No lo veo así. Hay un tío con el que coincido en el bus. Todos los días, baja por la puerta de atrás, pasa el dedo por la matrícula y luego se limpia el polvo con el pañuelo. ¿Por qué hace eso? Ni idea. Una chica del trabajo de lo más sensato le ha dado a sus 40 años, y ocupada como está, por fabricarse su propio detergente porque dice que el que nos venden está lleno de sustancias peligrosas para la salud. Yo mismo me negué a publicar este libro hace un par de meses. De repente, me pareció mediocre e insignificante y me sentí incapaz de pasar por la exposición pública de la promoción. Todo el mundo tiene sus neurosis y sus fracturas. Unos son conscientes y la mayoría, no. Pero a mí el tarado de verdad me parece ese que presume de ser muy normal. Es el que un día se sube a una azotea y se pone a pegar tiros.

Sorprende la capacidad de describir el alma de los personajes, sus anhelos y miserias (“el aterrador proceso de conocerse, a desnudarse por dentro”, escribes). Realizas auténticas disecciones mediante las cuales el lector no puede evitar empatizar, incluso en ocasiones, identificarse con alguno de ellos.

Bueno, es mi tema. Yo no he trabajado de corresponsal de guerra ni de bombero ni de investigador privado, no me han pasado cosas interesantes, apenas he viajado, no tengo una gran cultura, no tengo opinión de los temas de actualidad. Pero creo que entiendo de personas, porque he sido un lector de supervivencia. He leído mucho, no por placer o por acumular conocimientos, sino para intentar comprenderme. Eso me ha dado un cierto autoconocimiento, que es tanto como decir que me ha dado un cierto conocimiento de los demás. Me es muy fácil identificar en los otros las trampas al solitario y los trucos para huir de la soledad que he utilizado yo antes. Todos mis personajes representan distintos aspectos de mí. Es lo que le pasará a todos los escritores, digo yo.

Los títulos de los cuentos ya dejan vislumbrar el tono de humor e ironía que desprenden los relatos.
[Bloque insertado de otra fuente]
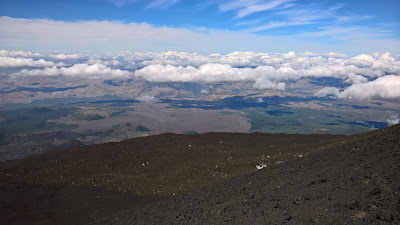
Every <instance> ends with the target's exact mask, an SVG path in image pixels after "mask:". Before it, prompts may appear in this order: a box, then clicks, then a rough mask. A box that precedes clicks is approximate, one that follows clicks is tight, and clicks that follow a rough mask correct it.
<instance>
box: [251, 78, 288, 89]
mask: <svg viewBox="0 0 400 225" xmlns="http://www.w3.org/2000/svg"><path fill="white" fill-rule="evenodd" d="M254 87H255V88H257V89H261V90H262V89H271V90H279V91H284V90H285V88H286V84H285V83H282V82H279V83H276V82H272V81H270V80H268V79H266V78H265V77H260V78H258V79H257V80H256V83H255V84H254Z"/></svg>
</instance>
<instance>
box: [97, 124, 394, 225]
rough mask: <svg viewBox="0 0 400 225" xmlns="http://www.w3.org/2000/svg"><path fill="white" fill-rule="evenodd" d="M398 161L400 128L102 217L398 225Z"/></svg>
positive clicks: (271, 223) (236, 222) (123, 219)
mask: <svg viewBox="0 0 400 225" xmlns="http://www.w3.org/2000/svg"><path fill="white" fill-rule="evenodd" d="M399 162H400V125H397V126H392V127H389V128H385V129H381V130H377V131H374V132H370V133H366V134H363V135H358V136H350V137H348V138H347V139H345V140H343V141H342V144H341V145H340V146H334V147H332V148H331V149H326V150H324V151H321V152H317V153H314V154H310V155H308V156H306V157H302V158H298V159H296V160H292V161H288V162H286V163H283V164H280V165H276V166H271V167H268V168H264V169H262V170H260V171H257V172H255V173H252V174H247V175H243V176H240V177H236V178H233V179H231V180H229V181H227V182H223V183H219V184H217V185H215V186H213V187H210V188H203V189H200V190H198V191H194V192H192V193H189V194H187V195H182V196H177V197H174V198H170V199H168V200H163V201H159V202H156V203H153V204H148V205H145V206H144V207H143V208H140V209H136V210H131V211H126V212H125V213H123V214H119V215H116V216H115V217H114V219H112V220H110V221H104V222H105V223H110V222H115V223H118V224H224V223H226V224H282V223H289V224H399V223H400V195H399V193H400V163H399Z"/></svg>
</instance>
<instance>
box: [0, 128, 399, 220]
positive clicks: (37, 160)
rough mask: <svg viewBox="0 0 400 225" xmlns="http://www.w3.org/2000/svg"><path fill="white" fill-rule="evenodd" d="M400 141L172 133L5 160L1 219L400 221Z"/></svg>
mask: <svg viewBox="0 0 400 225" xmlns="http://www.w3.org/2000/svg"><path fill="white" fill-rule="evenodd" d="M399 139H400V126H399V125H396V126H392V127H389V128H385V129H380V130H376V131H373V132H370V133H365V134H361V135H354V136H334V135H283V134H258V133H253V134H226V133H209V134H200V135H175V134H164V135H158V136H152V137H145V138H136V139H131V140H127V141H122V142H118V143H108V144H103V145H94V146H84V147H79V148H71V149H67V150H61V151H54V152H49V153H46V154H42V155H35V156H31V157H28V158H25V159H20V160H14V161H5V162H1V163H0V204H1V207H2V210H0V222H1V223H3V224H26V223H29V224H223V223H228V224H281V223H289V224H346V223H348V224H398V223H399V222H400V219H399V211H400V198H399V192H400V190H399V189H400V179H399V178H400V175H399V174H400V164H399V162H400V146H399V145H400V144H399ZM260 163H261V164H262V163H265V164H266V165H267V167H266V168H263V169H261V170H257V169H256V167H255V166H256V165H258V164H260ZM4 222H5V223H4Z"/></svg>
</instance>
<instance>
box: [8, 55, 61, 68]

Encontramos referencias literarias (El viejo y el bar…), de cuentos clásicos (Cericienta, Jokin Jon Crusoe…) o cinematográficas (La mandarina mecánica, Telmo y Luis…).

Eso sí está relacionado con mi oficio. Los títulos son los anzuelos con los que trato de seducir al lector, como se hace en la publicidad. En realidad es un truco muy viejo. “Los extremeños se tocan” es una obra de teatro de 1926. ¡1926! Luego Pajares hizo una película en 1970. La serie Aida creo que también hace esos juegos. También le dan ese tono humorístico con el que trato de compensar los temas que trato. Para distanciarme un poco. Tragedia más tiempo, o más distancia, es igual a comedia. Solo me tomo en serio a los que se ríen de sí mismos, y hay que dar ejemplo.

En los relatos aprovechas para opinar abiertamente sobre temas como la locura, las obsesiones, la paternidad, la educación, la dislexia… ¿Te interesan especialmente?

No especialmente. O sí, no sé. No me interesa la paternidad, pero no aguanto a los que tratan de aparentar que les interesan tantísimo sus hijos y luego tienen a los abuelos esclavizados, cuidando de ellos. No me interesa la enseñanza, pero me dan ganas de quemar libros de sicopedagogía cuando me hacen llegar unos informes de la ikastola con un rollo de educación en valores y convivencia y respeto al diferente, y luego mi hijo tiene que tocar, por cojones, aunque no le guste, en la tamborrada. Me interesa desenmascarar. Yo seré un impostor, pero vosotros también.

¿Algún nuevo proyecto entre manos?

Siempre que acabo un libro tengo la sensación de que ya está, esto es todo lo que tenía que decir, se me ha acabado el rollo. Y efectivamente paso un año o dos sin escribir una palabra. Y de repente un día me pongo, a lo que salga. Pero tal vez esta sea la buena y Aversiones sea mi último libro. Desde luego, ni se me pasa por la cabeza volver a escribir. Qué pereza.